Le cas de référence retenu ici porte sur 105 m², en zone H1a : après un bouquet complet, la consommation recule d'environ 14 400 kWh par an, soit près de 1 550 € au tarif de référence. Côté financement, l'assiette est plafonnée à 40 000 € HT dès trois classes gagnées, l'aide ANAH s'échelonne de 4 000 € à 32 000 € selon le revenu fiscal de référence, et l'accompagnement obligatoire est pris en charge jusqu'à 2 000 €.
Sur la facture, ce poste vaut 1 265 € à 1 828 € par an à Gournay-en-Bray : le traitement complet de l'enveloppe d'une maison couvre 45 à 65 % des consommations, soit 17 018 kWh au mieux sur la base conventionnelle de la zone H1a.
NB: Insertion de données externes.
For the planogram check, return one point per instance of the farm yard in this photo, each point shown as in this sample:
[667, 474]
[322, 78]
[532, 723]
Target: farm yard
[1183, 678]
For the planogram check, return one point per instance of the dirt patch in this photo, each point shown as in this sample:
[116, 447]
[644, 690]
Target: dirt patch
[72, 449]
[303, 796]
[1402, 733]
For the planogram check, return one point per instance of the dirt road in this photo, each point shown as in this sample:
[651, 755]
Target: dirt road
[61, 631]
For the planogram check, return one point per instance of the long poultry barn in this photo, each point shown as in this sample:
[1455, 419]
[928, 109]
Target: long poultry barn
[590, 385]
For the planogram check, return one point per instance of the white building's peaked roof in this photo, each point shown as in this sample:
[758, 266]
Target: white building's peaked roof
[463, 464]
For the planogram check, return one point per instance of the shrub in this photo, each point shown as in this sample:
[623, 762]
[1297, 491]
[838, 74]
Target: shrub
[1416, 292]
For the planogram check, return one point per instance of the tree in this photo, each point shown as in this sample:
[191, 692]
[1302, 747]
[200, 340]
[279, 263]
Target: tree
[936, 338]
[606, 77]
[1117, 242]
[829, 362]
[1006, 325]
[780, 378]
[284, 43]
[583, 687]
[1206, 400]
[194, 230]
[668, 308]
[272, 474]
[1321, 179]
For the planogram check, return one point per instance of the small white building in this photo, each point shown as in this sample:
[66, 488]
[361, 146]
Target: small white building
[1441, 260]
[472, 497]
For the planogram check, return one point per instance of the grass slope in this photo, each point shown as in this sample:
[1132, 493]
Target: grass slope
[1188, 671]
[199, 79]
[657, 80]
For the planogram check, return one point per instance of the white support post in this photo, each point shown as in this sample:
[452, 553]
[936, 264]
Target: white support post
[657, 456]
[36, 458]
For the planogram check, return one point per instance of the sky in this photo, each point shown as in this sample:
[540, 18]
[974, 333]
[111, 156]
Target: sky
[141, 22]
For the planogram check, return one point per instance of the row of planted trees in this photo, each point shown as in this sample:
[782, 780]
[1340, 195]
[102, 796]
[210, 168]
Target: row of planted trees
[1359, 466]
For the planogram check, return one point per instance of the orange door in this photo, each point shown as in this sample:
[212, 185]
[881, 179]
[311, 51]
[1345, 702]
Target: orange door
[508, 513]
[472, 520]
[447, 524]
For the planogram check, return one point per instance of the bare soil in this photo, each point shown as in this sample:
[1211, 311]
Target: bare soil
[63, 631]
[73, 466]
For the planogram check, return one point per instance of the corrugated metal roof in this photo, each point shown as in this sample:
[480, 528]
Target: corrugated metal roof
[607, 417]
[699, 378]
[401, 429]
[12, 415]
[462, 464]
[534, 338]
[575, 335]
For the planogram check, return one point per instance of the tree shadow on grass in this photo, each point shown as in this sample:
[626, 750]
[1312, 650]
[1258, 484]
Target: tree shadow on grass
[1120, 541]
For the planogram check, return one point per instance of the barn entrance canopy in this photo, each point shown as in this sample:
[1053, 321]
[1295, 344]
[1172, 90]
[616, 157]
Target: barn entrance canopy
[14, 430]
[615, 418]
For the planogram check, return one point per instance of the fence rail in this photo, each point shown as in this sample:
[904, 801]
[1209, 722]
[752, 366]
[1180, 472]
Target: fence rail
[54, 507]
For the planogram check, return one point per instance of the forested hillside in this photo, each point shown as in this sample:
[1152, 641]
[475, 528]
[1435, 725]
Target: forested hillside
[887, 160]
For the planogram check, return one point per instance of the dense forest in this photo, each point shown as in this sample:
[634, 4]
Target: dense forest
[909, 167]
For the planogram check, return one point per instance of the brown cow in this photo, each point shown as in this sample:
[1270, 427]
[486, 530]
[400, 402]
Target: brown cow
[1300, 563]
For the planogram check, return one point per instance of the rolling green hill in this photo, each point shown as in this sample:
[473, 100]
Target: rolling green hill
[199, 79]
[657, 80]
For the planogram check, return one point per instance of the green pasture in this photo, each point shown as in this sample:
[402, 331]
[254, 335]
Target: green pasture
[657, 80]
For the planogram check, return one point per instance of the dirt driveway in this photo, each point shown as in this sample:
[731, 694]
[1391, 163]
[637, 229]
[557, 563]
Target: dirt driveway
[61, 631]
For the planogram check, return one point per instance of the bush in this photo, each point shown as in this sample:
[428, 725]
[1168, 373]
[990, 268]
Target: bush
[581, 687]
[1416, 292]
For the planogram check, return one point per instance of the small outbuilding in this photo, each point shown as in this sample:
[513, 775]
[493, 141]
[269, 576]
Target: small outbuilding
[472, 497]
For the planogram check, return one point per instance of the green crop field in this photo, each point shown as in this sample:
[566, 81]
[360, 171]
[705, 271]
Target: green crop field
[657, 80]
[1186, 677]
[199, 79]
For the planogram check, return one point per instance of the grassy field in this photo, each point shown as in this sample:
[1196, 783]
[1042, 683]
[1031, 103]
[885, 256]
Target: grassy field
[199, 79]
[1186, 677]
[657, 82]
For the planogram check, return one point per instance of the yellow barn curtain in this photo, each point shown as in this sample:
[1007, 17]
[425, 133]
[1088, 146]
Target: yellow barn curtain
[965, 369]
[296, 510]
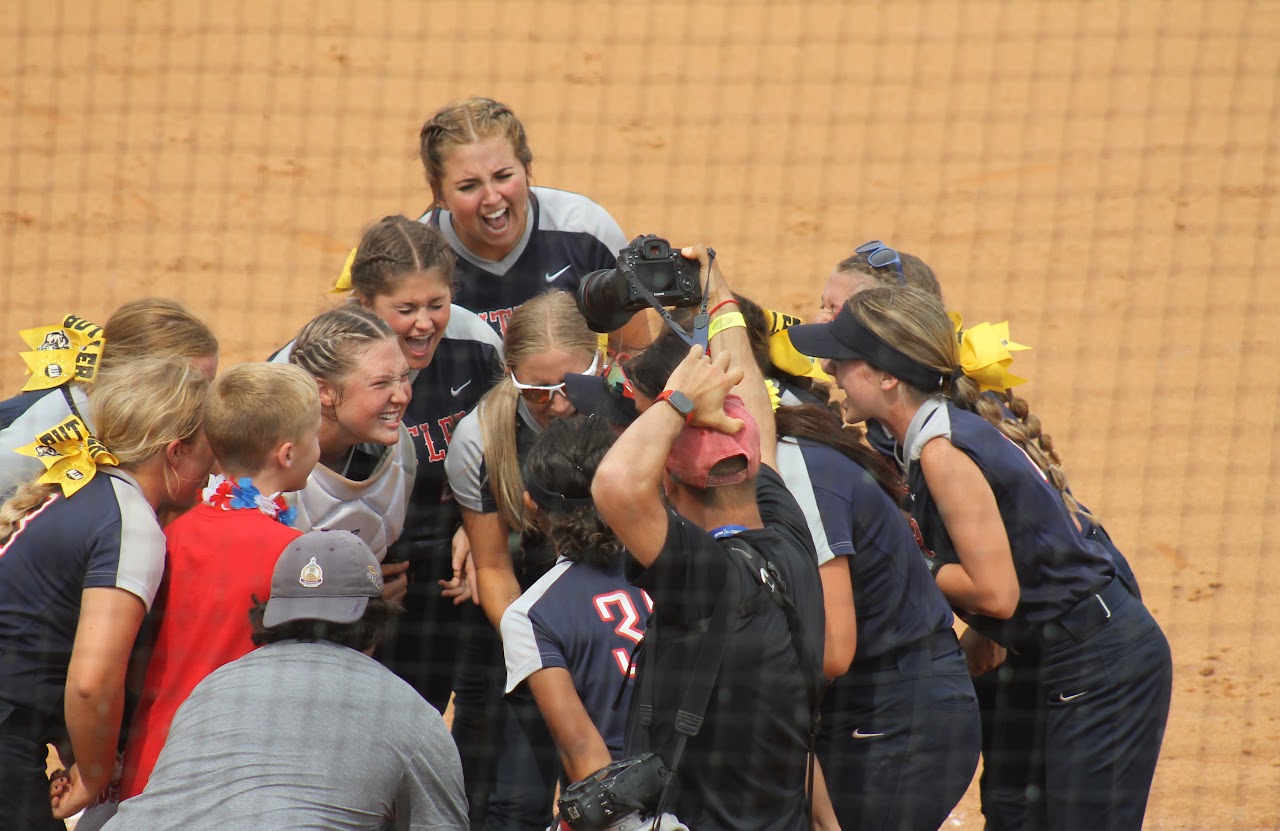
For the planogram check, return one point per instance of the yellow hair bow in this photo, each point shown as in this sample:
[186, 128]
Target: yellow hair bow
[69, 351]
[986, 354]
[71, 455]
[775, 393]
[784, 354]
[343, 283]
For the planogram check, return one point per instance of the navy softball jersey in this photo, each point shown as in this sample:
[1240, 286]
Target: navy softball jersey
[585, 619]
[567, 236]
[1056, 565]
[466, 364]
[849, 515]
[105, 537]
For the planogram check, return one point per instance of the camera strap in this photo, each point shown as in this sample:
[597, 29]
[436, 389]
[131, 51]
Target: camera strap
[702, 320]
[767, 575]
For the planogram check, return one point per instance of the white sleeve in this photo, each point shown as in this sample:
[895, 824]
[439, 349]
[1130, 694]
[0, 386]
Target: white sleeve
[142, 544]
[795, 475]
[465, 465]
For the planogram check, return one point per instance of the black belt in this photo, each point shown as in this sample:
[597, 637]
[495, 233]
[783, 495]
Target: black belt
[937, 644]
[1087, 617]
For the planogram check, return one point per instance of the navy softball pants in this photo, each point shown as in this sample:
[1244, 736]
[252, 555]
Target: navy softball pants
[900, 738]
[1073, 726]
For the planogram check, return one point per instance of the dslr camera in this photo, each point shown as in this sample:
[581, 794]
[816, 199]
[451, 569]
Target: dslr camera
[611, 297]
[618, 797]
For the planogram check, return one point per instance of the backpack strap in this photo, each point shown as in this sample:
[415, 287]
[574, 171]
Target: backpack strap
[768, 576]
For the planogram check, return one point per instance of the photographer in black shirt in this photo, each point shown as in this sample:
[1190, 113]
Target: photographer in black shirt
[714, 460]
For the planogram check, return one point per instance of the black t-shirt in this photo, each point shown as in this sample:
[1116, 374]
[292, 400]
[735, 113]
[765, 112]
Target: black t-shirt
[746, 766]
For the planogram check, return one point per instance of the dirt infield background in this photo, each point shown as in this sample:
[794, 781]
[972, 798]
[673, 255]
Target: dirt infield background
[1101, 173]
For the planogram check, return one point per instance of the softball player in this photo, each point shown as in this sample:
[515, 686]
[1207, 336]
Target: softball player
[900, 708]
[403, 272]
[571, 634]
[151, 327]
[513, 241]
[78, 570]
[545, 341]
[1038, 596]
[368, 462]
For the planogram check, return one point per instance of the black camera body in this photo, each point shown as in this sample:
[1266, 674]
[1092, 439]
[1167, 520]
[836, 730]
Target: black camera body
[608, 298]
[613, 793]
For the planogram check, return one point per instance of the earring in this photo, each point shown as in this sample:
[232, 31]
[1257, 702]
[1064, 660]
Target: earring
[168, 487]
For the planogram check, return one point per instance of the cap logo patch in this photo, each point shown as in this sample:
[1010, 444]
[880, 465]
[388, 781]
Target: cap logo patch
[312, 574]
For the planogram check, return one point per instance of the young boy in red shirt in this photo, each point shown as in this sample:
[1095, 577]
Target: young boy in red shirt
[263, 424]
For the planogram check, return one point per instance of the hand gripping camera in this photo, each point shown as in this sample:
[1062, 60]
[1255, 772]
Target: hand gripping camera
[615, 795]
[608, 298]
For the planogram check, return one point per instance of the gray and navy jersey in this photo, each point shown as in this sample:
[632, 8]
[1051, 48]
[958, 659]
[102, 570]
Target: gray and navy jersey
[567, 236]
[1056, 565]
[849, 515]
[586, 620]
[469, 482]
[466, 364]
[104, 537]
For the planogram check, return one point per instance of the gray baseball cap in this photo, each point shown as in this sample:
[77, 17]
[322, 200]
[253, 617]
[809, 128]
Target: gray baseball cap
[323, 575]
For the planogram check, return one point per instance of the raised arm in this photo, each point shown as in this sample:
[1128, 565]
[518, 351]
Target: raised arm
[109, 622]
[496, 587]
[627, 483]
[735, 343]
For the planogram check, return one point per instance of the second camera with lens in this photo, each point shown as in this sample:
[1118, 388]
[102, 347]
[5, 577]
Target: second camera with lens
[611, 297]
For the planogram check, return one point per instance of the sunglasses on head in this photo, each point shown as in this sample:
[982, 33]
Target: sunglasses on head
[881, 256]
[543, 393]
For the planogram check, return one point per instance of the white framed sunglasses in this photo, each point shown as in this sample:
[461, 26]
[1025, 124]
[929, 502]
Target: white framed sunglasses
[543, 393]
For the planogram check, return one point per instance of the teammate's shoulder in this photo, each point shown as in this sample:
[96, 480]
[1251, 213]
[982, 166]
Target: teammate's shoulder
[282, 355]
[566, 210]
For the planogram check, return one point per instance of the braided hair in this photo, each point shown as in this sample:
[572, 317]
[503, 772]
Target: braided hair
[563, 461]
[396, 246]
[466, 123]
[330, 345]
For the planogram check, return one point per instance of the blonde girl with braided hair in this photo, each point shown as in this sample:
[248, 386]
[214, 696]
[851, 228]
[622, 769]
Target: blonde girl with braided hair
[81, 561]
[513, 240]
[405, 272]
[368, 464]
[149, 327]
[547, 338]
[1038, 596]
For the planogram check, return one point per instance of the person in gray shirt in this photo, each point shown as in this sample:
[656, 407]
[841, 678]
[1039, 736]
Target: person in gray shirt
[307, 731]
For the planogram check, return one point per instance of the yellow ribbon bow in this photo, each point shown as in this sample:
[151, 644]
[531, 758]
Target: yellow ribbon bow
[784, 354]
[69, 351]
[71, 455]
[986, 354]
[775, 393]
[343, 283]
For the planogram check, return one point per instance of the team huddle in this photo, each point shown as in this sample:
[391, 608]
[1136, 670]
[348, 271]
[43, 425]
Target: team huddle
[659, 574]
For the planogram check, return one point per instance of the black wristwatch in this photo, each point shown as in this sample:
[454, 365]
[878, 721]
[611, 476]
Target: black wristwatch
[679, 402]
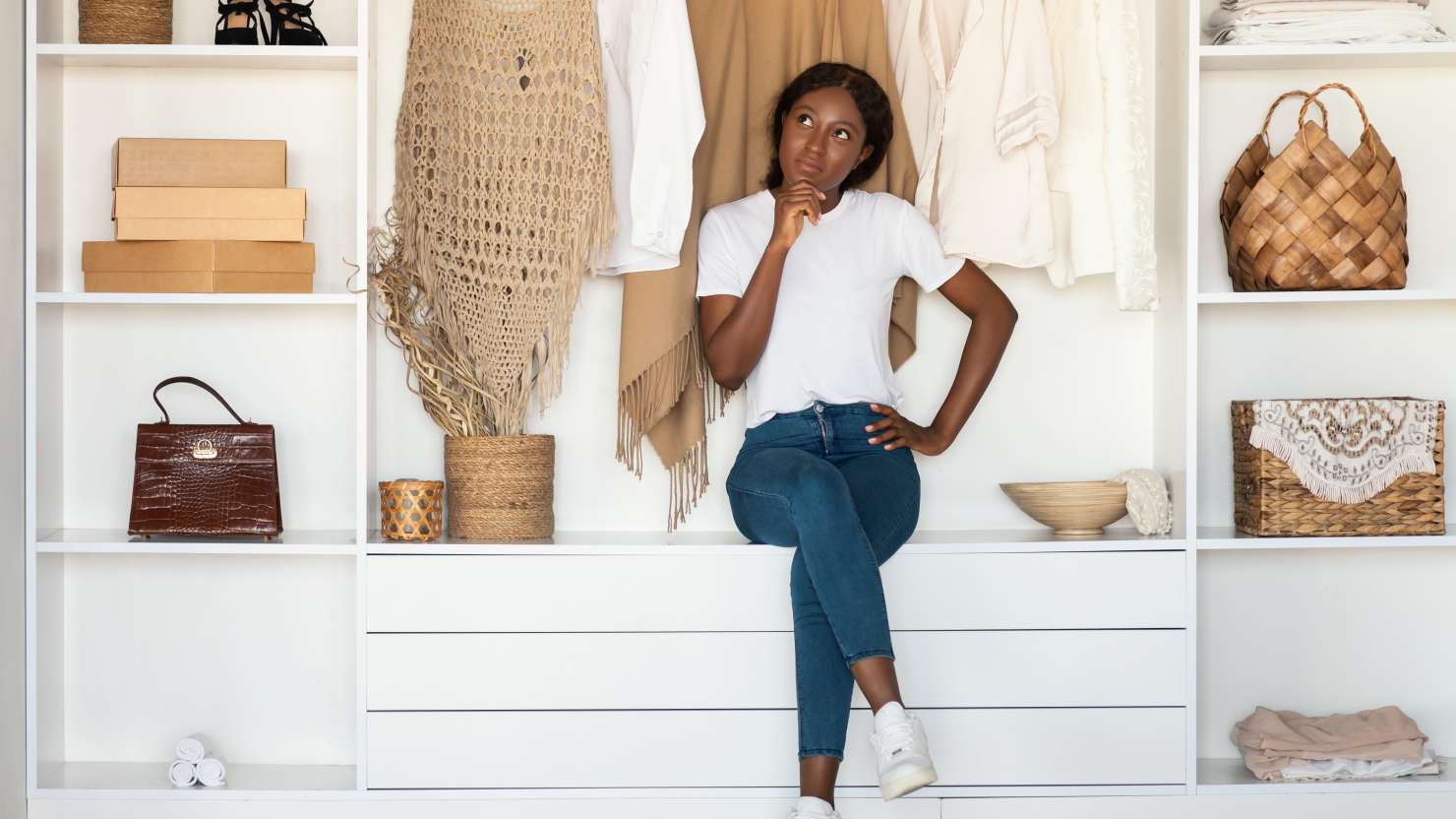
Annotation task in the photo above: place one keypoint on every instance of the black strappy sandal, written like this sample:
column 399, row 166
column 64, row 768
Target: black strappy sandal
column 297, row 14
column 239, row 35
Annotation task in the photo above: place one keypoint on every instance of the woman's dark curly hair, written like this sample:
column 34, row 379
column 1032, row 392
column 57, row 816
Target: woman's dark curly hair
column 867, row 94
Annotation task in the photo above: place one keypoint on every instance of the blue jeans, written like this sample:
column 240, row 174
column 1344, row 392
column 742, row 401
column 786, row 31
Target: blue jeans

Qui décide, et donc qui finance : 39 % de propriétaires occupants à Gournay-en-Bray, soit environ 1 156 logements. Pour le traitement complet de l'enveloppe d'une maison, cela signifie autant de dossiers décidables sans mandat de gestion, le solde relevant du parc locatif et donc d'un montage bailleur distinct.
La densité de diagnostics renseigne sur la maturité du marché : 2 411 DPE publiés par l'ADEME à Gournay-en-Bray, soit 816 pour 1 000 résidences principales. Un tel volume conditionne les délais de une entreprise générale ou un groupement d'artisans RGE, dont l'intervention sur le traitement complet de l'enveloppe d'une maison dure huit à quatorze semaines.
La structure énergétique locale (61 % gaz, 4 % fioul, 0 % réseau de chaleur à Gournay-en-Bray) explique pourquoi le traitement complet de l'enveloppe d'une maison n'a pas le même rendement financier partout : c'est le prix du kWh remplacé qui fait l'économie, pas le prix de l'équipement.
Trois pièces décident du versement à Gournay-en-Bray : le devis portant un métré contradictoire des quatre parois déperditives, l'attestation RGE de une entreprise générale ou un groupement d'artisans RGE et la note de dimensionnement postérieure à l'isolation. Leur absence ne fait pas perdre le droit à l'aide — jusqu'à 32 000 € — mais elle en gèle le paiement.
L'écueil le plus coûteux reste le générateur commandé avant le calcul de déperditions après travaux. Sa reprise après coup coûte couramment 10 à 20 % du poste, soit 6 825 € à 13 650 € sur le chiffrage retenu à Gournay-en-Bray — un montant qui n'est jamais couvert une seconde fois par l'aide, déjà consommée.
La zone climatique n'est pas un détail administratif : à Gournay-en-Bray, en zone H1a, la base conventionnelle retenue est de 250 kWh/m²/an. C'est elle qui fixe le retour sur investissement de le traitement complet de l'enveloppe d'une maison et qui explique qu'un même ouvrage soit prioritaire ici et secondaire dans une zone plus tempérée.